Still, an "even more important message" from these data is the steep decrease in benefit at the earlier periods, with odds of a favorable outcome appearing to decrease by a factor of 2 for each 90-minute period after symptom onset.

"These findings mandate a renewed commitment by clinicians and policymakers to foster very early intervention," Dr. Saver and Dr. Levine conclude, advocating strategies that include better education of the public of symptom recognition, training prehospital personnel in a policy of "scoop and go," routing ambulances to stroke centers, and decreasing so-called door to needle times within stroke centers.

"In thrombolytic stroke therapy, sooner is better than later, much better," they conclude.

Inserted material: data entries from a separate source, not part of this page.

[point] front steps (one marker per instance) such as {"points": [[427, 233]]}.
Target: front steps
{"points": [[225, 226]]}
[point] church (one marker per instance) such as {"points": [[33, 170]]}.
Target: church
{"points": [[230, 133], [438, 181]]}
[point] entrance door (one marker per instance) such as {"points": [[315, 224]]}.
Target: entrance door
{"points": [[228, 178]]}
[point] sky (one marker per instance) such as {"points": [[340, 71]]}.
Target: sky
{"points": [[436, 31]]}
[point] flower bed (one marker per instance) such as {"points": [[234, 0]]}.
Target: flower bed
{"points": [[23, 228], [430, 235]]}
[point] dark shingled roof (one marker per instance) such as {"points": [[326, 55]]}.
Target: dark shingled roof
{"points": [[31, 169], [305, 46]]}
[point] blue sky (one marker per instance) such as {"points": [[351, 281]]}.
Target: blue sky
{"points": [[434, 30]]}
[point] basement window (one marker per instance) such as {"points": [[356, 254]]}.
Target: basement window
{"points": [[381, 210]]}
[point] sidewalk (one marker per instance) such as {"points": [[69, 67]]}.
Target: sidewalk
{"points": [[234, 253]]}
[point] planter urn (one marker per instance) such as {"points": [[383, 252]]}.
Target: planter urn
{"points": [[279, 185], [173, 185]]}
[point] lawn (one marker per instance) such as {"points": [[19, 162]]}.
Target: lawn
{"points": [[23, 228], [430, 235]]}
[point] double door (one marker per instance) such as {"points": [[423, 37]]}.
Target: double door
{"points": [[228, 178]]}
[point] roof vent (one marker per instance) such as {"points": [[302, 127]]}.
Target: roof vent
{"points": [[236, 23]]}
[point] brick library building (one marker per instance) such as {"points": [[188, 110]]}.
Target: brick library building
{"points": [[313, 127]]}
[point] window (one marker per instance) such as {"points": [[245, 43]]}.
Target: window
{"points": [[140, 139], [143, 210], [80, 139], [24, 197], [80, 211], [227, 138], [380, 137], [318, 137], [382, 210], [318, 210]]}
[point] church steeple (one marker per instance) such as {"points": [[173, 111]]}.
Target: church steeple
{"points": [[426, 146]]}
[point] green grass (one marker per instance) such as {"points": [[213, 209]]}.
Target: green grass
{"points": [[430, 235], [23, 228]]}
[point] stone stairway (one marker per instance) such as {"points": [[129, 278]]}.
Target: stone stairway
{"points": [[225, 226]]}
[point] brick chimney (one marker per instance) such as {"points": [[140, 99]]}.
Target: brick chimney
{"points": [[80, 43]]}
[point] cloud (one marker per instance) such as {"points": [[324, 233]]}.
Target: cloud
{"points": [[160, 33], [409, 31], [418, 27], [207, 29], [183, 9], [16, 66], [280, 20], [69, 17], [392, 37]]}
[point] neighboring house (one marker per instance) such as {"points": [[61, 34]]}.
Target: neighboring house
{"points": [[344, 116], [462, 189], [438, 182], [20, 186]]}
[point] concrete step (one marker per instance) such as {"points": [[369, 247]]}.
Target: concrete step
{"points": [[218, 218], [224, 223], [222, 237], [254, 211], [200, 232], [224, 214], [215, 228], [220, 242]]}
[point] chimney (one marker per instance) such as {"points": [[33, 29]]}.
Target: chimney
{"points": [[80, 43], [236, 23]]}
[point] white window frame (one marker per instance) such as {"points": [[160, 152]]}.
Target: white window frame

The analysis received no commercial funding. Dr. Lees reports he has received honoraria from Boehringer Ingelheim for his role in conduct of the ECASS trials, as well as from Lundbeck and Thrombogenics. Disclosures for coauthors appear in the paper. Dr. Saver reports he is an employee of the University of California, which holds a patent on retriever devices for stroke; is a scientific consultant regarding trial design and conduct to Concentric Medical, Talecris, and Ev3; has received lecture honoraria from Boehringer Ingelheim; has been a site investigator in multicenter trials sponsored by Vernalis, Paion, Lundbeck, and Neurobiological Technologies, for which the University of California Regents received payments based on the clinical trial contracts for the number of subjects enrolled; is a site investigator in the National Institutes of Health (NIH) IRIS, CLEAR, IMS 3, SAMMPRIS, and VERITAS multicenter clinical trials, for which the University of California Regents receive payments based on the clinical trial contracts for the number of subjects enrolled; is a lead investigator in the NIH MR RESCUE multicentre trial; and is funded by NIH-NINDS Awards. Dr. Levine reports he has been an investigator for an NIH-funded trial of tenecteplase, manufactured by Genentec; has received an honorarium from the National Stroke Association for a Webcast; and is funded by NIH-NINDS Awards. He is the independent medical monitor for NIH clinical trials IMS 3, CLEAR-ER, FAST-MAG, and INSTINCT.

Lancet. 2010;375:1695-1703, 1667-1668.